The permeability of a coal seam is a crucial factor in coal seam gas extraction. Poor permeability of coal seams can lead to difficulties in over-pumping as well as high gas emissions after mining. This issue is particularly prominent when mining extra-thick coal seams with hard roofs, and it is the major problem that restricts the safe and efficient mining of coal seams. In the context of extra-thick coal seam mining in the Datong mine area, field investigation into the gas emission patterns of the working face reveals that the volume of gas emissions correlates closely with variations in working face pressure, demonstrating a high degree of consistency. The mechanism of irregular gas emission was analyzed, and the influence law of roof breakage on gas emission was obtained. It was found that roof breakage will aggravate gas emission. As a result, an integrated control technology involving “ground fracturing + gas extraction” was innovatively proposed. Based on the characteristics of ground fracture network, the mechanism of pressure relief and permeability enhancement of fractured wells and the characteristics of full time and space extraction were analyzed.

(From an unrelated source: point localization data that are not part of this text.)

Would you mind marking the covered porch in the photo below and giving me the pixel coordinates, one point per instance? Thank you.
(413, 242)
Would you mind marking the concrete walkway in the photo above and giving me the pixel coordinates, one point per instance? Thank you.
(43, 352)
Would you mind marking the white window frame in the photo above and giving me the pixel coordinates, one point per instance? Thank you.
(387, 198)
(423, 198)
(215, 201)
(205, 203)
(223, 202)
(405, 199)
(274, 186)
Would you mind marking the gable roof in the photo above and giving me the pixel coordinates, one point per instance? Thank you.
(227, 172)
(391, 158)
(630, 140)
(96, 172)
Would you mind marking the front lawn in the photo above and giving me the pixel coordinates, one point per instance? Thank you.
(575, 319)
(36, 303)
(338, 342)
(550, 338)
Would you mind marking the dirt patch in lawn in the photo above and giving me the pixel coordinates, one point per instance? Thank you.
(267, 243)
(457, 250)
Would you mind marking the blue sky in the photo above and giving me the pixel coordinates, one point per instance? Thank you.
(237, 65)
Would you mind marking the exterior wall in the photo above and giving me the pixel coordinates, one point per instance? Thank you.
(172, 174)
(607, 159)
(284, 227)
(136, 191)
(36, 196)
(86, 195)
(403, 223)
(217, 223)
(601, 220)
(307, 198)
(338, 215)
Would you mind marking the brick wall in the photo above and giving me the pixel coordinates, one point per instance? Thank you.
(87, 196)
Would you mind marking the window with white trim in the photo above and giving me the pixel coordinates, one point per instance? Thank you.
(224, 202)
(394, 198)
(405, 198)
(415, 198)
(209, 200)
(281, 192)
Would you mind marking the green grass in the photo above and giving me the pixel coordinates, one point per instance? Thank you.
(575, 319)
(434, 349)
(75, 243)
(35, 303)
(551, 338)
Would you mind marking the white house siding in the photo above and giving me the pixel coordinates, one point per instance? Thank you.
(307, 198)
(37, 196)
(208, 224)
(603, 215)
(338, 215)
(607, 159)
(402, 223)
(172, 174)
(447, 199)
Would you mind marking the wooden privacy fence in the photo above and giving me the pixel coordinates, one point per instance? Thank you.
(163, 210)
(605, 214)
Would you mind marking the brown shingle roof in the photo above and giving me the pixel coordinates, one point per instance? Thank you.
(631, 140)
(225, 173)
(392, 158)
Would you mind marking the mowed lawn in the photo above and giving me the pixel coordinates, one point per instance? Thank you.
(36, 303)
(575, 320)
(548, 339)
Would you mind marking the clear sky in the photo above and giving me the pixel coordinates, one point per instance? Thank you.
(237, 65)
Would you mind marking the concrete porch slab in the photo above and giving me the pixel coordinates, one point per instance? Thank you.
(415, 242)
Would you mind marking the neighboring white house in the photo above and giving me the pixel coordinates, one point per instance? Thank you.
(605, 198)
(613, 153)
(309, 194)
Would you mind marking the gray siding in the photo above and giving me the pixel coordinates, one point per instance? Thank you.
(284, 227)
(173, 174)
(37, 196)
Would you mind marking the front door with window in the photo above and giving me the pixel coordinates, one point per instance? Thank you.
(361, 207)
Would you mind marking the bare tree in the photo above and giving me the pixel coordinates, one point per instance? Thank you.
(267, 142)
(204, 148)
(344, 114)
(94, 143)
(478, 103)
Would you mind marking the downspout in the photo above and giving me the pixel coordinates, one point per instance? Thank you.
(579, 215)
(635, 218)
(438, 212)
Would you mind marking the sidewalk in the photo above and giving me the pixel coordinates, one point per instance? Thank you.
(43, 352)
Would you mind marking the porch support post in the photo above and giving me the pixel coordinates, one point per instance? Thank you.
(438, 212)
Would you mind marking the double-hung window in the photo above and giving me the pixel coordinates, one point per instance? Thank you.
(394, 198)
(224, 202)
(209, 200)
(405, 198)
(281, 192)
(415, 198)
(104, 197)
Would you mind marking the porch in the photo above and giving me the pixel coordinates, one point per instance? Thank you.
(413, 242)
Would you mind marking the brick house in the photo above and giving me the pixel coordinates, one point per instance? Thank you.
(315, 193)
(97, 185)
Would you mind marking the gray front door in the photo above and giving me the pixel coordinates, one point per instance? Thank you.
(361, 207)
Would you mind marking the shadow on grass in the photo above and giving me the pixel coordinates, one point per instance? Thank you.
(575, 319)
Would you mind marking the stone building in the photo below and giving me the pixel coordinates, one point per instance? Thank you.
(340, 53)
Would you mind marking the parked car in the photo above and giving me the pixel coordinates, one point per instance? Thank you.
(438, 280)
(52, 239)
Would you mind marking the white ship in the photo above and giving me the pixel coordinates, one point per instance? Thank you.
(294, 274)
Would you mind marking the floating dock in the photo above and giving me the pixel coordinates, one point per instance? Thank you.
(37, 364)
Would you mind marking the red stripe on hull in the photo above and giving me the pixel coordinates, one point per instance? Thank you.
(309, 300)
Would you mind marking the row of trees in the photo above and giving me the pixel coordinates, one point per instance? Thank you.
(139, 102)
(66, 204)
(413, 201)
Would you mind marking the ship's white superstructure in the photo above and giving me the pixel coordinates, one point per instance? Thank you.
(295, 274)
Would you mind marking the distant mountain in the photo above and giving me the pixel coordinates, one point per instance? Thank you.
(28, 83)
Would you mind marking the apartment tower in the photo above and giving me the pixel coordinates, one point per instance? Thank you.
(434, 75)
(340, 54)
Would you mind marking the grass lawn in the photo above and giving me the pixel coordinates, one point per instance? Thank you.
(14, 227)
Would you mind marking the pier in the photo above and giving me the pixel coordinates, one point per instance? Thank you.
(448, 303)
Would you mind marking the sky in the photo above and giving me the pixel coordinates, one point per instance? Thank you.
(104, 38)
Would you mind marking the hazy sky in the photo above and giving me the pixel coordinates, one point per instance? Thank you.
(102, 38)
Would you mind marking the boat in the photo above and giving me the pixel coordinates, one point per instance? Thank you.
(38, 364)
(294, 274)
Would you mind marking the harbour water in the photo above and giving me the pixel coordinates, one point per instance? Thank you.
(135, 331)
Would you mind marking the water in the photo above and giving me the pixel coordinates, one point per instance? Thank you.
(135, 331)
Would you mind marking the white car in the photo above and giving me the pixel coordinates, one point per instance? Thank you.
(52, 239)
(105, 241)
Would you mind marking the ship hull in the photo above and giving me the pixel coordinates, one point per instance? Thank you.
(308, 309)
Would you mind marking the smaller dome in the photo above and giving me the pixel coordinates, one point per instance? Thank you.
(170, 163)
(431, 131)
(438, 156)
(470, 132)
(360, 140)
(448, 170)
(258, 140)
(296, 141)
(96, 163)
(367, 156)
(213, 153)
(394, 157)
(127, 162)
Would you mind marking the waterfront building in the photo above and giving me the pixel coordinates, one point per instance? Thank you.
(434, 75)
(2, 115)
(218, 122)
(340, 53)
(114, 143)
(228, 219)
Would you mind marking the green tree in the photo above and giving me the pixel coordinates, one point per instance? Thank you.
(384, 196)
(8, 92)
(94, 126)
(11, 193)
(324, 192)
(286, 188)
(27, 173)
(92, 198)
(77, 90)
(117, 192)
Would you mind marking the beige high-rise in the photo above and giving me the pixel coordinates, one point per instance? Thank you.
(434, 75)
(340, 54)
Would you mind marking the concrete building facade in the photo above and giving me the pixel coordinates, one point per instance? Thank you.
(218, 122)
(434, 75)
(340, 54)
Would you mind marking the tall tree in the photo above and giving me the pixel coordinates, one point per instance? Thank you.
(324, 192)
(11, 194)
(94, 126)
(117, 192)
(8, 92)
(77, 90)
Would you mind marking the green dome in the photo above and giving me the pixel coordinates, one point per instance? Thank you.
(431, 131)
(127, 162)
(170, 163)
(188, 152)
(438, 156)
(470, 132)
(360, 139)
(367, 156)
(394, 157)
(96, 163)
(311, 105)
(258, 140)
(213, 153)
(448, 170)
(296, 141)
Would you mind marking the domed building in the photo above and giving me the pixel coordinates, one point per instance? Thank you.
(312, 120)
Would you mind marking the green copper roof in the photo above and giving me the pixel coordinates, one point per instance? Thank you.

Using the 8101 and 8204 working faces of the Tashan Coal Mine as a case study, the results demonstrated that vertical well fracturing of the 8101 working face enabled gas extraction 150 m ahead, with an accelerated increase in gas concentration within a 40 m range. Similarly, the horizontal well of the 8204 working face served as a drainage well after fracturing. Gas concentration at the mining position 50 m away from the horizontal well increased rapidly, and the gas extraction rate stabilized at approximately 30 m 3 /min. The approach effectively mitigated the problem of uneven gas emission caused by gas accumulation and roof fractures in the working face. Ground fracturing not only reduced the area and intensity of stress concentration in the advanced coal body but also enhanced gas emission. Furthermore, the fracturing well served as a gas drainage well, improving the control and achieving positive application results.